‘I have a higher IQ than Stephen Hawking. I have a higher IQ than Einstein.’ So said one of the boys competing in Channel 4’s Child Genius, which is run in association with Mensa, ‘the high IQ society’.
Full disclosure: I have a lower IQ than either Hawking or Einstein. I know, because I was tested by an educational psychologist when I was 12 along with my three younger siblings – my mother probably negotiated a cut rate for the four of us.
Even fuller disclosure: I have a lower IQ than most of my siblings. You might think this explains why I believe IQs are a lot of hokum, and you may be right, though I’m inclined to attribute it to less subjective factors. I can’t remember what I thought about all this when I was 12, but since then I’ve interacted with a lot of people, and the idea that they could all be placed on a single scale and assigned a number that would tell me anything useful about them has come to seem increasingly absurd. I don’t mean to suggest that there aren’t plenty of people a lot cleverer than me in lots of different ways. But I do think the different ways are as important as the cleverness, which can reveal itself suddenly in unexpected moments, or slowly over time.
IQ testing was once integral to British education policy. It came to light decades ago that Cyril Burt, the psychologist behind the tripartite system of secondary education established by the 1944 act, had falsified his research.

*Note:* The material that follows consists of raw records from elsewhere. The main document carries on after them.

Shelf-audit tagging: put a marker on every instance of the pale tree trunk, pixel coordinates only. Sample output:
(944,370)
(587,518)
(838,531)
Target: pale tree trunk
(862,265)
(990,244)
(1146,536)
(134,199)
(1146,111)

In The Mismeasure of Man, published in 1981, the evolutionary biologist Stephen Jay Gould raised the lid on the whole murky history of IQ testing, exposing the statistical fallacies, cultural assumptions and circular arguments on which the construct depends.
And yet as recently as 1994, a couple of American academics, Herrnstein and Murray, were willing to argue in The Bell Curve that IQ is real, measurable and resistant to change over generations – and that, by the way, the average IQ of African Americans was 15 points below that of white folks and likely to remain so.
At least Child Genius has a healthy ethnic mix. It is also essentially a game show, with ‘sudden death’ rounds that defy the most basic principles of educational testing, and therefore not to be taken seriously. It might be one of the more cruel examples of reality TV, exploiting children for our entertainment and turning their remarkable abilities into circus acts. But better that the concept of IQ should find its natural home here, alongside Big Brother and I’m a Celebrity Get Me Out of Here, than influencing public policy.